Statin user vs statin non-user

Compared with statin non-users, statin users had a lower incidence of prostate cancer, lower grade tumours and lower metastatic prostate cancers. Prostate cancer mortality remained lower among statin users than non-users in both FinRSPC trial groups.

Accumulation of prostate cancer deaths was slower among statin users regardless of the trial group. In non-users, prostate cancer mortality curves differed in favour of the screening group after 10 years of follow-up. Among statin users, no such difference between trial groups was observed.

Why the difference?

Statin users had a lower median PSA level in this study. Serum PSA is influenced by benign conditions such as prostatic inflammation (7). Some commonly used medications, including statins, influence PSA level (8). PSA levels could result from improved accuracy of PSA screening in detection of clinically relevant cancer owing to lower PSA levels among statin users, with fewer prostate biopsies for borderline PSA elevations and a reduction in detection of clinically irrelevant cancers.

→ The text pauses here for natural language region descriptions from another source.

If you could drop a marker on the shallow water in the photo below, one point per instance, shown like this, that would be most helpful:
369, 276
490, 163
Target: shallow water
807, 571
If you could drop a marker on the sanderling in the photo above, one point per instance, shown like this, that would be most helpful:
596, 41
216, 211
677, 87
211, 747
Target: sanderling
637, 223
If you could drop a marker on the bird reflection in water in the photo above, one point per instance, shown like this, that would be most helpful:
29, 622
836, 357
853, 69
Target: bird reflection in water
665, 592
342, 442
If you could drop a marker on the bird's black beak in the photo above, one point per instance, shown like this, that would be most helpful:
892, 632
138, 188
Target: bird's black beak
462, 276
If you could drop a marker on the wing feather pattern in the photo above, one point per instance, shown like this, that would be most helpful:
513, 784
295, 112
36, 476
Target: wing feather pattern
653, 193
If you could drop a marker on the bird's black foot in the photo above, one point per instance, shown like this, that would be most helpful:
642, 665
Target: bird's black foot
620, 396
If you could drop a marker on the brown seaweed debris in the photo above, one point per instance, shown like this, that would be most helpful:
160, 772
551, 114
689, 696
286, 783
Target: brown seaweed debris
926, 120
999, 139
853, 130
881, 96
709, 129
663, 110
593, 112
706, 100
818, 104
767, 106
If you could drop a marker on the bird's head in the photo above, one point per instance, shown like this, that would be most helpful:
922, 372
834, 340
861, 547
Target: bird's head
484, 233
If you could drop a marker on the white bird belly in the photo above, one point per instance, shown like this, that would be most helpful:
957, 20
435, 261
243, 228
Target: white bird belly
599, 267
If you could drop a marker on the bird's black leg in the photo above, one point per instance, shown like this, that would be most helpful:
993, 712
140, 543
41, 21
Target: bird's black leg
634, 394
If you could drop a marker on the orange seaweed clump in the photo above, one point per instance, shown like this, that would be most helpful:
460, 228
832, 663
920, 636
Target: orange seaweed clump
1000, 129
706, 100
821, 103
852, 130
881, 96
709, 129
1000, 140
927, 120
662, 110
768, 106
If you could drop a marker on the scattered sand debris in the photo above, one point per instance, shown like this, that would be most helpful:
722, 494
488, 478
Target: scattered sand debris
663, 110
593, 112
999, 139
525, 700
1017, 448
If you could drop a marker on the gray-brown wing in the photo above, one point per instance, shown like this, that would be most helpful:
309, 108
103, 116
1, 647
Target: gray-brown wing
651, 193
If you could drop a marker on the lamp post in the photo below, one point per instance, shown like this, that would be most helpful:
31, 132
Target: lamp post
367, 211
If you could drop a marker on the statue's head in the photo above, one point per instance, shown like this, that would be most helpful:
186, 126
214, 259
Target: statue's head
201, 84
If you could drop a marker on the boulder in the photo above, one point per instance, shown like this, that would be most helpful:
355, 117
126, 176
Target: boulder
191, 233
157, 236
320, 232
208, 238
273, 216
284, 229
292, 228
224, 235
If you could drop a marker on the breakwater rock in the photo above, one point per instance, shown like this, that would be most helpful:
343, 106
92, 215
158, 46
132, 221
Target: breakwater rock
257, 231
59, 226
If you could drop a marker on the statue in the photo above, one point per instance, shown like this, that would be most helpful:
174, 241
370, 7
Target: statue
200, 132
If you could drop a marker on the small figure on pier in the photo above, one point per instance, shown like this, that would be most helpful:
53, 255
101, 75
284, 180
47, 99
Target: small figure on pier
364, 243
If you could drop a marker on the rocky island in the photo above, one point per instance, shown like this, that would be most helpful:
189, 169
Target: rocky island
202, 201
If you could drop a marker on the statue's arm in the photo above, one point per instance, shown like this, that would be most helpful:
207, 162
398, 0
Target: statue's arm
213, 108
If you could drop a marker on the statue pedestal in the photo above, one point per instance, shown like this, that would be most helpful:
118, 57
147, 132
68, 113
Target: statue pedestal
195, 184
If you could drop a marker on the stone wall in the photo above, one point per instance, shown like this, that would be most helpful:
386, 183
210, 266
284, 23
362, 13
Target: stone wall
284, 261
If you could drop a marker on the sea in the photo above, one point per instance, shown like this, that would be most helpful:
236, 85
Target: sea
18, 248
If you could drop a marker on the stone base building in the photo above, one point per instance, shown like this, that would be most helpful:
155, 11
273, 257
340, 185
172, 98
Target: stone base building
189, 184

On the other hand, lower PSA levels could presumably also lead to delayed detection of prostate cancer, causing cancers to be diagnosed more often at an advanced stage. We did not see that in this study.

Statin use may be associated with health-conscious behaviour and increased health care service use. This association could have created a bias toward the null when estimating the outcomes of systematic PSA-based screening in this group.

The effects of statins in prostate cancer

Statins, by inhibiting endogenous cholesterol production, block protein prenylation and can influence cancer proliferation and migration (9). Statins may lower PSA by reducing intraprostatic inflammation or by inhibiting androgen signaling (10). Reduction in PSA levels among statin users has been observed in many studies (1115). However, not all studies report a PSA reduction (17). In a randomised, placebo-controlled clinical trial,16 short-term, high-dose atorvastatin lowered PSA levels compared with placebo in men with high-grade prostate cancer, but not overall. Another trial with a small single intervention group reported a nonsignificant 12% decrease in PSA after fluvastatin intervention (18).

In summary, PSA-based screening was associated with decreased incidence of advanced prostate cancer among both statin users and non-users. There was less detection of low-grade localised tumours in statin users than in non-users. PSA-based screening may cause less harm among statin users while the benefits remain similar.